The Reserve Bank has left the cash rate unchanged at a record low 1.0 per cent as it maintains its wait and see approach to June and July’s cuts.

The decision at Tuesday’s monthly board meeting was widely expected by economists after the RBA repeatedly signalled it wanted to see whether its twin 0.25 percentage point cuts had been enough to stimulate economic growth.

Expectations of another cut before the end of this year have been growing, however, after dismal construction, retail and import data.

In his statement, RBA governor Philip Lowe repeated the board’s view that a prolonged period of low rates was on the cards and indicated that further cuts remained on the table.

“The board will continue to monitor developments, including in the labour market, and ease monetary policy further if needed to support sustainable growth,” Dr Lowe said.

A cut to 0.75 per cent is already fully priced in for November, with a reduction to 0.5 per cent expected by April.

Canstar finance expert Steve Mickenbecker said it was not surprising the central bank kept its limited powder dry this month, particularly as the trade war between China and the US escalates.

Callam Pickering, APAC economist at jobs site Indeed, also said it was typical of the Reserve Bank to take a few months to assess how the economy responds to a rate move.

“Whether that is wise in these circumstances, with economic growth terrible and most indicators underperforming, is open for debate,” Mr Pickering said.

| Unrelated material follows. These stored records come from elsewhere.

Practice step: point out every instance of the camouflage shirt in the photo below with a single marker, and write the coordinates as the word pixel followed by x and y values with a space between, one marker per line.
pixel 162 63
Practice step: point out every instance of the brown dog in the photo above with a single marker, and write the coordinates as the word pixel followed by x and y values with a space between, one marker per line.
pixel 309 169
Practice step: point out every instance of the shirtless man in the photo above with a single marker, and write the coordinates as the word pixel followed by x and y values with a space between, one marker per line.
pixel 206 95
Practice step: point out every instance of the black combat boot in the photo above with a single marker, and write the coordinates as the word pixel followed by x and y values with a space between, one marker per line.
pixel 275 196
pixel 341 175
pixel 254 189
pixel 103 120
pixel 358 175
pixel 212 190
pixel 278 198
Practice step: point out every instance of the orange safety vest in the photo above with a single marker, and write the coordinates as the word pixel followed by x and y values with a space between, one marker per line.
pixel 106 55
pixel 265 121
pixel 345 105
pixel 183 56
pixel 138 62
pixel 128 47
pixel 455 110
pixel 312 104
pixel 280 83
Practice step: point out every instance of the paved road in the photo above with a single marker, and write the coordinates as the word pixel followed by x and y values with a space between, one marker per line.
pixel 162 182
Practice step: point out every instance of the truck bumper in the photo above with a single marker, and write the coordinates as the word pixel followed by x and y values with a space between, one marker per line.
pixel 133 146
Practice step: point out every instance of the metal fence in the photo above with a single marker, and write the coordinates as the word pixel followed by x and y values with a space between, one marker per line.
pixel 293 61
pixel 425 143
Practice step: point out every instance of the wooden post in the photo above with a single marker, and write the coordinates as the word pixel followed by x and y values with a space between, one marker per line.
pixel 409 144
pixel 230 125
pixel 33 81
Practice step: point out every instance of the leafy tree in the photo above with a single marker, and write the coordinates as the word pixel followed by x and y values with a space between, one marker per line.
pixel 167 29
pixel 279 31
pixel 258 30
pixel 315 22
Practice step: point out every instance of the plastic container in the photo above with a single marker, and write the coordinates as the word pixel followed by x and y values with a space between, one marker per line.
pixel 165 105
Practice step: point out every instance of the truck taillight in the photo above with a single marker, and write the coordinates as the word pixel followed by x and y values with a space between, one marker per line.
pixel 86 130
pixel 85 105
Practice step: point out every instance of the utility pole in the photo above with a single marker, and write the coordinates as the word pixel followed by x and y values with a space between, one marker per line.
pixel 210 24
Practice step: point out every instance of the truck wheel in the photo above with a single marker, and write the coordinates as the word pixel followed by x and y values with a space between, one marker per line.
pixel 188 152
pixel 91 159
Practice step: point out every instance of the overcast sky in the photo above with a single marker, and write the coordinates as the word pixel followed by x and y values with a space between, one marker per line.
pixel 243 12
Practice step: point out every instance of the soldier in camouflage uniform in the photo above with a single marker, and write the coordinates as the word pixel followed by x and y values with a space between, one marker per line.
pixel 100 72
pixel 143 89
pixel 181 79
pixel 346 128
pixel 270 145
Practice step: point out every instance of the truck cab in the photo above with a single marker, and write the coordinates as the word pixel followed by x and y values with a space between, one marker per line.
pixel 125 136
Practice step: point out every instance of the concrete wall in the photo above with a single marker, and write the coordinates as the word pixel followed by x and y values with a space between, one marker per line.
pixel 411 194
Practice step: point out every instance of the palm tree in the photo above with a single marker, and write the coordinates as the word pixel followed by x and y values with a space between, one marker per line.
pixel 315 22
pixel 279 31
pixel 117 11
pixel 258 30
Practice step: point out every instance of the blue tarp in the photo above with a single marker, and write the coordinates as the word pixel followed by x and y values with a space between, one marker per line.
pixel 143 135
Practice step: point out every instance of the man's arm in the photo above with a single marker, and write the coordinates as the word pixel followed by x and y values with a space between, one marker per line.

Improved property prices remain an outlier amid a sea of poor data releases, which reflect a housing construction downturn, weak retail trade, poor inflation and wages growth, and an unemployment rate that looks more likely to tick upwards instead of down.

BIS Oxford Economics chief economist Sarah Hunter said she expected to see further easing this year and again in early 2020 to support employment and wages growth.

CommSec senior economist Ryan Felsman said there appeared to be little reason to delay pulling the interest rate lever “given the (RBA) has recently modelled its downgraded economic growth, jobless and inflation forecasts on two rate cuts”.

The Australian dollar spiked from 66.94 to 67.10 US cents after the decision and was worth 67.14 US cents by 1520 AEST.